Perché di questo si tratta; perché di questo si deve parlare, mentre solitamente si tende a voltare la testa dall’altra parte e a liquidare il tutto con uno sbrigativo “se l’è cercata”; perché di questo ci si deve fare carico affinché non accada più nulla di tutto questo.
Ci si veste a lutto oggi e lo si farà nei giorni seguenti: con la morte nel cuore e con un crescente senso di fastidio e di disgusto, mi sento toccato dalla sorte occorsa a Charbonnier e ai suoi colleghi. Ammetto di non aver mai sentito parlare di loro né del giornale che, con coraggio e forte passione, dirigevano. Con loro se n’è andata anche un pezzo di Satira, con la lettera maiuscola perché il diritto all’espressione, a ridere e a mettere alla berlina malservizi e fanatismi oggi se n’è andato con loro.

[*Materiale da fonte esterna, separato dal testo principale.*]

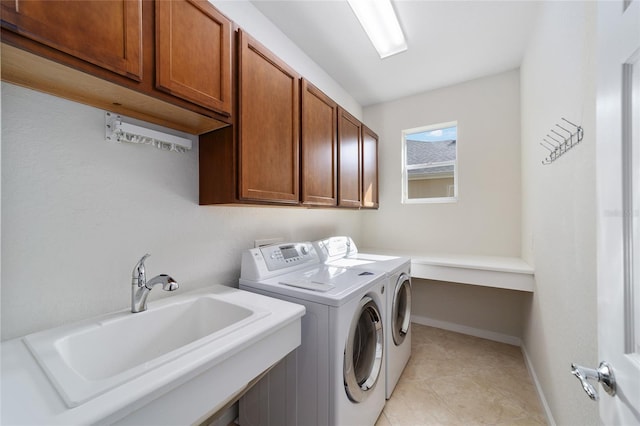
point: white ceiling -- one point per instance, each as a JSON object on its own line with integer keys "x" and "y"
{"x": 449, "y": 41}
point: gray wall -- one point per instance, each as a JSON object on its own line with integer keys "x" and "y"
{"x": 486, "y": 218}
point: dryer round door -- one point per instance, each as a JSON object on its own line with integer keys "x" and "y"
{"x": 401, "y": 309}
{"x": 363, "y": 351}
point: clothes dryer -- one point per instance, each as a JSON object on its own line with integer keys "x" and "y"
{"x": 341, "y": 251}
{"x": 337, "y": 375}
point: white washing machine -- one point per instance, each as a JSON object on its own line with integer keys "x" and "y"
{"x": 337, "y": 375}
{"x": 341, "y": 251}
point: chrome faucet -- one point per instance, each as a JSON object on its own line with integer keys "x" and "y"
{"x": 140, "y": 287}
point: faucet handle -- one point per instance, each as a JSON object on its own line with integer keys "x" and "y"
{"x": 139, "y": 272}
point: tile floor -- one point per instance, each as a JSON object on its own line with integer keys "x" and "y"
{"x": 454, "y": 379}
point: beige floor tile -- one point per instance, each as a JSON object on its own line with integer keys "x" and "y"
{"x": 455, "y": 379}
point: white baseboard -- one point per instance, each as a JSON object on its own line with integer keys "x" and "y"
{"x": 471, "y": 331}
{"x": 536, "y": 383}
{"x": 227, "y": 417}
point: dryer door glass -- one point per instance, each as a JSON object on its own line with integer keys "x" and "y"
{"x": 363, "y": 351}
{"x": 401, "y": 309}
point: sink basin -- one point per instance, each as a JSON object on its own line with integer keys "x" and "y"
{"x": 86, "y": 359}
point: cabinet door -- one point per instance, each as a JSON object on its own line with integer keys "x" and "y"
{"x": 269, "y": 124}
{"x": 349, "y": 150}
{"x": 104, "y": 33}
{"x": 318, "y": 147}
{"x": 193, "y": 53}
{"x": 369, "y": 168}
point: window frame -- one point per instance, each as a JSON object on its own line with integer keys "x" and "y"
{"x": 405, "y": 168}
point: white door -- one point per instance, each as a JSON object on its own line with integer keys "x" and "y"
{"x": 618, "y": 189}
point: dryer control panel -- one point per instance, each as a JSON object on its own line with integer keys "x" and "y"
{"x": 264, "y": 262}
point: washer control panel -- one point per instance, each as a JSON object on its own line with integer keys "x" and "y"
{"x": 277, "y": 259}
{"x": 281, "y": 256}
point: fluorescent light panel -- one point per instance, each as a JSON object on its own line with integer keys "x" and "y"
{"x": 380, "y": 22}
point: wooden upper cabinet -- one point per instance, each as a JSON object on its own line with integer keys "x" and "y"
{"x": 369, "y": 168}
{"x": 193, "y": 53}
{"x": 349, "y": 160}
{"x": 104, "y": 33}
{"x": 268, "y": 125}
{"x": 318, "y": 147}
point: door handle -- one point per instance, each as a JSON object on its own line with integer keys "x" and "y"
{"x": 603, "y": 374}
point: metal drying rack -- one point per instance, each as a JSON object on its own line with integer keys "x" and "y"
{"x": 561, "y": 143}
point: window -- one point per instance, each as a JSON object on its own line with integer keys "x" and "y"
{"x": 429, "y": 172}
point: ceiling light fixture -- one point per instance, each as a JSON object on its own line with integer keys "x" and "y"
{"x": 380, "y": 22}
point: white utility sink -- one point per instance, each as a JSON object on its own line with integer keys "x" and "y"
{"x": 88, "y": 358}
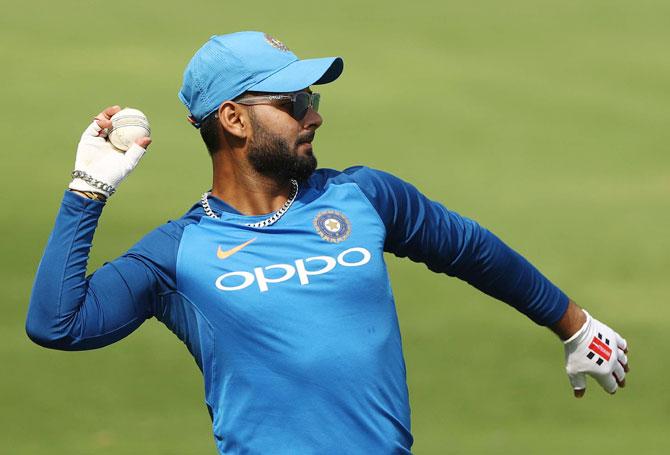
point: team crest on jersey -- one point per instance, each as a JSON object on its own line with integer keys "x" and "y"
{"x": 274, "y": 42}
{"x": 332, "y": 226}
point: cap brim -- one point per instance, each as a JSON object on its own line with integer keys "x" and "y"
{"x": 301, "y": 74}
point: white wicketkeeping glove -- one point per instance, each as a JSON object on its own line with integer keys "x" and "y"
{"x": 97, "y": 158}
{"x": 598, "y": 351}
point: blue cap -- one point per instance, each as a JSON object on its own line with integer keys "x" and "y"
{"x": 228, "y": 65}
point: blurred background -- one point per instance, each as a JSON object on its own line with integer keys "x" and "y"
{"x": 545, "y": 120}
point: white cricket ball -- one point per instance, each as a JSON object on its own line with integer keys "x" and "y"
{"x": 128, "y": 125}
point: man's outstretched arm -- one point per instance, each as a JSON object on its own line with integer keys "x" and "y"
{"x": 427, "y": 232}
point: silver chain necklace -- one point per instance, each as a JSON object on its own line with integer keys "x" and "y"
{"x": 266, "y": 222}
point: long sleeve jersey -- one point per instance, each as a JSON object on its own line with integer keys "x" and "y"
{"x": 293, "y": 325}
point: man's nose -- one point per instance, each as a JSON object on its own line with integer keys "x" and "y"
{"x": 312, "y": 119}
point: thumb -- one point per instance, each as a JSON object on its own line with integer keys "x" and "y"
{"x": 136, "y": 151}
{"x": 578, "y": 383}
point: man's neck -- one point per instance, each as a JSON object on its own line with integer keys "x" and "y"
{"x": 249, "y": 192}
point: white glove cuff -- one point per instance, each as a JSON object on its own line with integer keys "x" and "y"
{"x": 582, "y": 330}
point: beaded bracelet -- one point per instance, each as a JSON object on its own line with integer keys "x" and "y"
{"x": 106, "y": 187}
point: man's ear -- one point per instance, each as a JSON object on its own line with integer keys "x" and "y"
{"x": 234, "y": 120}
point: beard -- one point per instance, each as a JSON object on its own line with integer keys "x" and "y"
{"x": 272, "y": 156}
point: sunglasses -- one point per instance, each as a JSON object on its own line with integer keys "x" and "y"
{"x": 301, "y": 102}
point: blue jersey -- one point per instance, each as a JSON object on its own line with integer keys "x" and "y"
{"x": 293, "y": 325}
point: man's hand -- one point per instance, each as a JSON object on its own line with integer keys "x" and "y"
{"x": 596, "y": 350}
{"x": 99, "y": 161}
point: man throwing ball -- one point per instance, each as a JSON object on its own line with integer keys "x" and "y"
{"x": 275, "y": 279}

La satira non deve avere confini e limitazioni di alcun tipo. Questo Charbonnier l’aveva capito e fatto vedere a più riprese. La sua equipe non si lasciava sfuggire un’occasione per smascherare i farabutti di turno, far aprire a tutti noi gli occhi su quello che ci accade intorno e mettere il mostro in prima pagina. Solo che il mostro, stavolta, è arrivato a bussare a casa sua.
Già nel 2011 la sede della rivista era stata distrutta da una bomba. Nel 2012, per una sua vignetta irriverente su Maometto, Charbonnier era finito sotto il fuoco incrociato di tantissime critiche, da una parte e sorprendentemente anche dall’altra.

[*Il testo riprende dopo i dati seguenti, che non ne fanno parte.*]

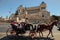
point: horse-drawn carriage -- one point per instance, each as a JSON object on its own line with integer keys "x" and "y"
{"x": 33, "y": 29}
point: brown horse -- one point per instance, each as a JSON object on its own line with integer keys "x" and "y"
{"x": 46, "y": 27}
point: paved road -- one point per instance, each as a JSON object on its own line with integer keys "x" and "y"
{"x": 4, "y": 27}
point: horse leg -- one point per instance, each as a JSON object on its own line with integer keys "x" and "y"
{"x": 52, "y": 34}
{"x": 49, "y": 33}
{"x": 42, "y": 33}
{"x": 39, "y": 34}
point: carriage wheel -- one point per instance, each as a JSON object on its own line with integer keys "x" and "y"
{"x": 10, "y": 31}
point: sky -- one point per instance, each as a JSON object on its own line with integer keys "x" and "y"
{"x": 6, "y": 6}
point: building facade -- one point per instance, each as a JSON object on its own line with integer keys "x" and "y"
{"x": 37, "y": 14}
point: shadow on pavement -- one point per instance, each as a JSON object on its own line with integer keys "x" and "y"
{"x": 24, "y": 38}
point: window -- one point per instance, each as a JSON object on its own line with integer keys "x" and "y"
{"x": 42, "y": 15}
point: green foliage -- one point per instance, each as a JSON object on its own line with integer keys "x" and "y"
{"x": 56, "y": 17}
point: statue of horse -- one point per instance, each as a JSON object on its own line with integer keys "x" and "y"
{"x": 43, "y": 27}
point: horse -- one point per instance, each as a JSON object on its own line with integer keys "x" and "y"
{"x": 43, "y": 27}
{"x": 25, "y": 27}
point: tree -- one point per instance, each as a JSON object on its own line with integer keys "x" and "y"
{"x": 55, "y": 17}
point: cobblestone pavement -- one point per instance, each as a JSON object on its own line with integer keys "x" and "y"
{"x": 56, "y": 33}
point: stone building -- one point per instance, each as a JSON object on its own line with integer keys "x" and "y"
{"x": 37, "y": 14}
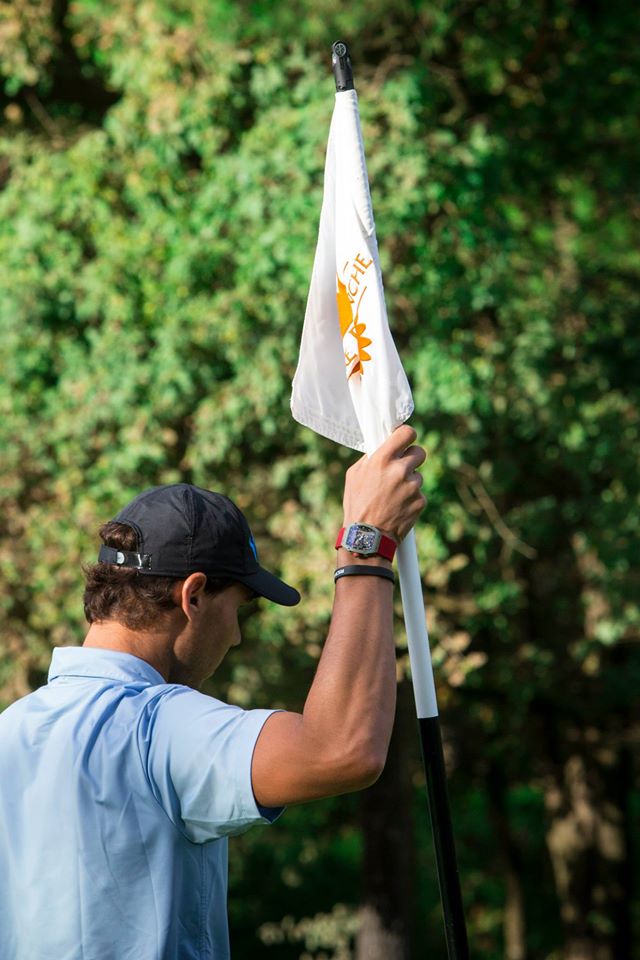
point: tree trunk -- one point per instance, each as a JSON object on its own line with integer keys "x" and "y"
{"x": 588, "y": 841}
{"x": 514, "y": 925}
{"x": 388, "y": 863}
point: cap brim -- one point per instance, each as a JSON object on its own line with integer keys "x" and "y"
{"x": 271, "y": 587}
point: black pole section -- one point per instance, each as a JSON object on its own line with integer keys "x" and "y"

Di questo lui si stupì: di come la legge francese sembrasse soffiare sulle braci di una situazione, come quella del fondamentalismo religioso, sempre bollenti e mai sopite, e contemporaneamente sorrideva dicendo che tutto era sotto controllo.
In un’intervista alla succursale inglese di Al Jazeera, Charbonnier aveva affermato che “Charlie Hebdo” non aveva violato nessuna legge e la pubblicazione della famigerata vignetta di Maometto nudo faceva parte della sua libertà d’espressione. La rivista aveva il diritto di usare tale libertà, senza per questo andare incontro ad alcuna sanzione.
Ciò non toglie che discutendo e informando possiamo onorare come è giusto che sia quell’idea che è costata la vita a quel gruppo di persone. Non la battuta gratuita, ma la cattiveria che illumina ciò che tutti, nel profondo, potrebbero pensare ma i più non dicono. E’ il rischio, purtroppo, di creare non satira ma in generale quella controinformazione di cui la satira è il lato più “basso” ma spesso anche il più efficace.
“Preferisco morire in piedi che vivere in ginocchio“: salutiamo così Charbonnier e gli altri suoi colleghi.